There is the feeling that there is already enough information out there, and that therefore we don’t need anyone else’s contribution. So much information is perceived as an ‘excess’, and its effect is to alienate us and disempower us. The point is precisely to make us feel like nothing we can do really matters – and if it matters it does for different reasons to the message conveyed- because it brings some kind of capital to the author, or because it provides authors with a sense of identity, of singularity or importance in a world where it is harder and harder to stand out. Black Mirror stuff.

This is an important part of this aporetic nature of being online and being a citizen: how to balance the rights of individual expression with the need to consider the effects it has on others given the current infrastructures for communication and the discourse they enable, encourage and actively produce. Terrorism and mass social media have something in common: one of their side effects is to make individuals and communities feel like there’s nothing they can do to make a difference, that no resistance is likely to make a difference, that no awareness or documentation of the terror will stop the pain.

I said I felt lost for words, and now I’ve written more than 1500 words. The irony is painful and awareness has its limitations.

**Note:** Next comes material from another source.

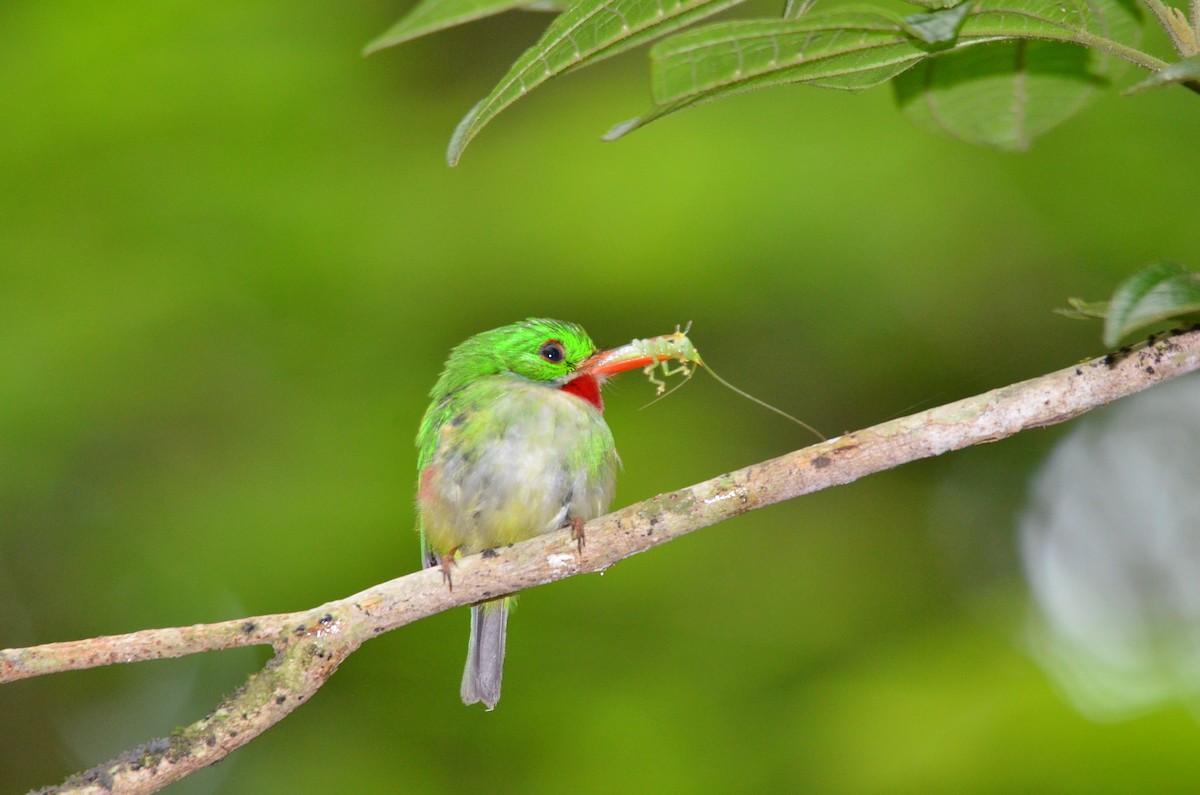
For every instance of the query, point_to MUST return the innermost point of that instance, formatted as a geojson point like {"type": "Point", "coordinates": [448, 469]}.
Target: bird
{"type": "Point", "coordinates": [514, 444]}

To be honest I don’t know how to end this post. I just want to resist repressing the grief and the concern. I want to think there are still ways we can share our feelings, report on what we believe deserves to be known, and be active part of our communities.

The logic of Terrorism and the commodification of all human communication, of human pain, packaged as ‘content’,  cannot triumph, even if our humble means to resist it are always-already the same tools used to advance it. It’s perhaps a question of remembering the precious singularity, the absolute uniqueness of each human being in this world.


*Not just people like Paul Ricoeur and Dominick LaCapra, just look at this 2015 conference programme for more recent work.